UC Berkeley

Verbal working memory refers to the limited-capacity store responsible for maintaining and manipulating task-relevant information in a verbal form over short time-periods. The cortical regions that underlie this type of memory can be dissociated into control and storage regions. Control processes may involve operations such as the identification and selection of relevant information and the assembly and initial execution of articulatory rehearsal programs. In contrast, storage regions are where the actual task-relevant information is rehearsed. Presumably, control and storage regions transfer information among each other within a functionally connected network.

To study the cortical network formed during the delay period of a verbal working memory task, the first study was specifically designed to investigate functional connectivity. While the functional connectivity results counterintuitively led to a null result, it was demonstrated that middle frontal gyrus (MFG) and superior parietal lobule (SPL) were active during encoding and the start of the delay period, as well as at the end of the delay period, suggesting they were involved in control processes.

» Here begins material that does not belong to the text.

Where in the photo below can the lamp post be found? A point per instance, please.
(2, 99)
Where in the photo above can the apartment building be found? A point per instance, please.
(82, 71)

In contrast, it was demonstrated that inferior frontal gyrus (IFG), premotor (PM) and Sylvian-parietal-temporal junction (area Spt) were active throughout encoding and the entire delay period, suggesting they were involved in storage/rehearsal processes.

In a second follow-up study, results demonstrated that control regions MFG and SPL were not sensitive to manipulations in rehearsal rate, but exhibited non-linear memory load effects. Conversely, storage/rehearsal regions IFG, PM and area Spt demonstrated approximately linear rehearsal rate and memory load effects. Additionally, memory load effects were found to diminish through time in all areas, while rehearsal rate effects persisted through the entire delay period in storage/rehearsal areas. It was also revealed that rehearsal rate and memory load were confounded behaviorally as subjects strategically increased their rehearsal rate to manage an increased memory load, until the load became so great that their rehearsal rate began to decrease. It was also discovered that high capacity individuals have less activity in MFG, IFG and SPL, but more activity in PM.

In a third study, substitute tasks were made for the encoding period (listen word) and delay period (subvocal rehearsal) of standard verbal working memory tasks and the timing and network properties of the active cortical regions were investigated. Results demonstrated that during the listen word condition activity in primary auditory cortex preceded area Spt, and that primary auditory cortex and area Spt formed a functional network. In contrast, during the subvocal rehearsal condition activity occurred first in PM, then in area Spt, followed by IFG. These three regions also formed a functional network in the subvocal rehearsal condition. Together these experiments provide novel insights into the cortical mechanisms underlying verbal working memory.